Weather Data / ML Engineer employer: Balyasny Asset Management LP
Contact Detail:
Balyasny Asset Management LP Recruiting Team
StudySmarter Expert Advice 🤫
We think this is how you could land Weather Data / ML Engineer
✨Tip Number 1
Network like a pro! Get out there and connect with folks in the industry. Attend meetups, webinars, or even just grab a coffee with someone who works in weather data or AI. You never know who might have a lead on your dream job!
✨Tip Number 2
Show off your skills! Create a portfolio showcasing your projects related to weather data and machine learning. Whether it's a GitHub repo or a personal website, let your work speak for itself. This is your chance to shine!
✨Tip Number 3
Prepare for interviews by brushing up on relevant technologies and concepts. Make sure you can talk confidently about AWS, Python, and any other tools mentioned in the job description. Practice common interview questions and be ready to demonstrate your problem-solving skills.
✨Tip Number 4
Apply through our website! We love seeing applications come directly from passionate candidates. Tailor your application to highlight your experience with weather data and AI, and don’t forget to mention why you’re excited about working with us at BAM!

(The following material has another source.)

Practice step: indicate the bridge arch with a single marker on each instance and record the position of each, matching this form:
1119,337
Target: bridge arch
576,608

We think you need these skills to ace Weather Data / ML Engineer
Some tips for your application 🫡
Tailor Your CV: Make sure your CV is tailored to the Weather Data / ML Engineer role. Highlight your experience with cloud-native data pipelines, Python programming, and any relevant weather data projects. We want to see how your skills align with our needs!
Craft a Compelling Cover Letter: Your cover letter is your chance to shine! Share your passion for weather analytics and AI-driven modelling. Tell us why you’re excited about this role and how you can contribute to our team at BAM. Keep it engaging and personal!
Showcase Relevant Projects: If you've worked on projects involving weather data or machine learning, make sure to showcase them. Include links to your GitHub or any relevant portfolios. We love seeing practical examples of your work and how you tackle challenges!
Apply Through Our Website: We encourage you to apply through our website for a smoother application process. It helps us keep track of your application and ensures you don’t miss out on any important updates. Plus, it’s super easy!
How to prepare for a job interview at Balyasny Asset Management LP
✨Know Your Weather Data
Make sure you brush up on your knowledge of weather data sources and formats, like GRIB and NetCDF. Being able to discuss how these datasets can be integrated into cloud-native data pipelines will show that you're not just familiar with the theory but also understand practical applications.
✨Showcase Your Coding Skills
Prepare to demonstrate your Python skills during the interview. You might be asked to solve a coding problem or discuss design patterns. Practising common algorithms and data structures can help you feel more confident when tackling technical questions.
✨Understand Cloud Infrastructure
Since the role involves AWS, make sure you know the ins and outs of cloud-native architectures. Be ready to discuss your experience with building scalable data pipelines and any relevant tools you've used, like Docker or Kubernetes, to manage your projects.
✨Collaborative Mindset
This position requires working closely with meteorologists and data scientists, so highlight your teamwork skills. Share examples of past collaborations where you contributed to successful projects, especially those involving AI-driven analytics or weather data.